Another judge in a separate case ruled that “plaintiffs may not be denied entry into any shows where they possess a valid ticket” while noting that MSG did have the right not to sell them tickets in the first place. The company didn’t answer The Verge’s questions about whether it had systems in place that would’ve prevented Conlon from purchasing a ticket, either through its systems or from resellers.

Despite the ruling, MSG sent another letter to law firms saying that they weren’t allowed onto its premises and that it could revoke their tickets, according to Reuters. It seems likely that the question of whether MSG’s ban is allowed will be litigated in many courtrooms over the next who knows how long. That probably won’t be the case for its use of facial recognition itself — in New York, it’s legal for businesses to do so, and reports have shown that the NYC government has received millions in funding for its own surveillance systems. (It has curtailed facial recognition in at least a few instances, though; schools currently aren’t supposed to use it.)

Even as they become more commonplace, facial recognition systems aren’t accepted everywhere. While their ability to scan a large number of people quickly and attempt to match faces to an identity in a database makes them attractive to governments and businesses, there are members of the public and privacy advocates that have pushed back against their use.

Outside of the concerns around how they can be used to intensify policing or track people’s movements, facial recognition opponents often point to studies suggesting that many of the systems are less accurate when identifying people who aren’t white.
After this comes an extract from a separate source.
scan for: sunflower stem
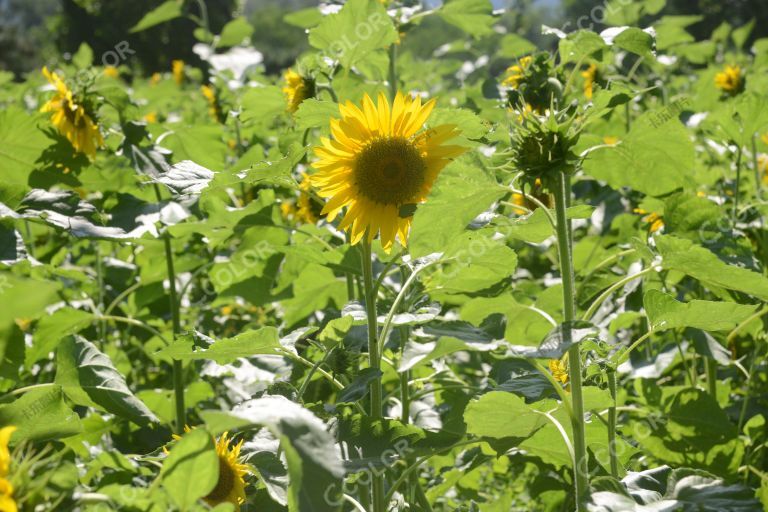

There have been cases where people were arrested after facial recognition software identified them as someone that they didn’t actually look like.

Some states and cities have passed laws meant to curb police and other government agencies’ access to the tech, and massive tech companies like Google, Microsoft, IBM, and Amazon have weighed in on different sides of the debate. Even the controversial facial recognition firm Clearview AI has said that it’ll stop selling its systems to most private companies after it was accused of building its database with pictures taken from social networks without users’ knowledge.